Role Overview
The Data Architect owns the end-to-end data strategy for the DRT Modernization program — a migration of internal DPP Recruiting Tool from Appian SaaS (MariaDB backend) to a cloud-native Azure stack (Azure SQL, Azure Data Factory, Azure Data Lake Storage). The role spans schema design, data migration planning, ETL architecture, and governance, working closely with .NET developers, integration engineers, and KPMG stakeholders.
Key Responsibilities
Lead the design of the target-state Azure SQL schema (50–60 tables across 10 schema groups: ask, nomination, due_diligence, interview, onboarding, notification, admin, employee, audit, lookup).Produce and own the Entity Relationship Diagram (ERD), data dictionary, and DDL scripts for Azure SQL.Define the data migration strategy (big-bang cutover) from MariaDB/Appian to Azure SQL including rollback plan.Architect Azure Data Factory (ADF) pipelines for inbound XML data feeds (SFTP/ADM DataBus) and outbound CSV exports to Clarity SaaS.Design the Azure Data Lake Storage landing-zone structure (raw, cleansed, processed zones).Reverse-engineer and rewrite 20+ MariaDB stored procedures and views into T-SQL / ADF Data Flows.Establish data validation and reconciliation framework to confirm migration completeness (<2 GB, 5+ years of history).
Define partitioning, soft-delete, and archival patterns to meet the 7-year KPMG data-retention policy.Collaborate with .NET team to define ORM conventions (Entity Framework Core / Dapper) and query performance standards.Review and approve data-tier pull requests; provide technical governance across data deliverables.Identify and mitigate data risks: undocumented SP logic, Appian audit-trail extraction, in-flight workflow states at cutover.Present architecture decisions and trade-offs to KPMG stakeholders and obtain sign-off.
Must Have
- Azure SQL Database — hands-on schema design, T-SQL, performance tuning, indexing strategies.
- Azure Data Factory (ADF) — building and operationalising complex pipelines — Copy Activity, Data Flows, SFTP connectors, XML/CSV transformations.
- Azure Data Lake Storage (ADLS Gen2) — landing-zone design, directory structure, access tiers.
- Data Migration — designing and executing large-scale schema migrations with reconciliation validation and rollback planning.
- Stored Procedure & View Migration — reverse-engineering and rewriting RDBMS stored procedures (MariaDB → T-SQL or equivalent).
- Enterprise Data Modeling — normalised relational schemas, ERDs, and data dictionaries for complex multi-domain applications.
- Cloud Data Architecture — end-to-end reference architectures on Azure (ingestion → store → serve).
- Stakeholder Communication — translating complex data designs into clear documentation for non-technical business stakeholders.
- SQL Performance & Governance — query optimisation, indexing, query-store analysis, schema-level security.
Nice to Have
- Experience with Appian SaaS platform data extraction or low-code-to-pro-code migration projects.
- Familiarity with MariaDB / MySQL syntax and data type mappings to SQL Server / Azure SQL.
- Knowledge of Azure Service Bus or event-driven integration patterns for workflow orchestration.
- Experience with Azure Key Vault, Azure Monitor, and Application Insights for data platform observability.
- Understanding of Azure Active Directory / KPMG SSO patterns for data access control.
- Exposure to EF Core / Dapper and how ORM patterns interact with relational schema design.
- KPMG or Big-4 professional services or financial services sector background.
- Familiarity with KPMG's DataBus / ADM integration ecosystem.
- Azure Data Engineer Associate (DP-203) or Azure Solutions Architect Expert certification.
Soft Skills & Ways Of Working
- Proven ability to make pragmatic architectural trade-offs (e.g., shared-DB vs.

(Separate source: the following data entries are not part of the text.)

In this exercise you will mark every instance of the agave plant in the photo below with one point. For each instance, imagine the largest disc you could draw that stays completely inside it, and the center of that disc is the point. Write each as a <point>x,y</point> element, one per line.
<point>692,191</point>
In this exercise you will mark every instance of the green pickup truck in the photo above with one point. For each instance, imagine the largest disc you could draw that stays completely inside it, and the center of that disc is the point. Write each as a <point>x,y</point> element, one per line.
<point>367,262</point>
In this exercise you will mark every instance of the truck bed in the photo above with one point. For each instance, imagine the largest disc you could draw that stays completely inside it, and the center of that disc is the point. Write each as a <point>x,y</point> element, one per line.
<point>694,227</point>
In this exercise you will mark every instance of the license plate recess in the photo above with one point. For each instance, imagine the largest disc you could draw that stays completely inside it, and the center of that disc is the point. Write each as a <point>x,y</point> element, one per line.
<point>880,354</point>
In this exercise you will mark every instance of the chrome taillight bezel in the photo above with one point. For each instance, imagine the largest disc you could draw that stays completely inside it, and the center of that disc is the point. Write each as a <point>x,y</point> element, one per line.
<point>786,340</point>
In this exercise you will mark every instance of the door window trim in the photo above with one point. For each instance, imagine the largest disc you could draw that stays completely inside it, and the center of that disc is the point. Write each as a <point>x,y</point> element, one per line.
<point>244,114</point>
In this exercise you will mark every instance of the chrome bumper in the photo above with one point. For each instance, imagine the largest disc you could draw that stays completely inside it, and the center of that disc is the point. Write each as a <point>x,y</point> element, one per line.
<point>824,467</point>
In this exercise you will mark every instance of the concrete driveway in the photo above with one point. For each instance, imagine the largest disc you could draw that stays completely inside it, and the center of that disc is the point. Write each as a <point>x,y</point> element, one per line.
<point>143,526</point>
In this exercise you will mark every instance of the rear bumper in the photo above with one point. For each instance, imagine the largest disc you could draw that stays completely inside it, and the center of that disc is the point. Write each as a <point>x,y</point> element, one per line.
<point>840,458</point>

DB-per-service for current scale).
- Strong written communication — able to produce architecture documents, ADRs, and data dictionaries independently.
- Collaborative: comfortable aligning with KPMG architects, .NET leads, and QA teams simultaneously.
- Detail-oriented: able to track 50+ table dependencies, foreign-key chains, and migration sequencing.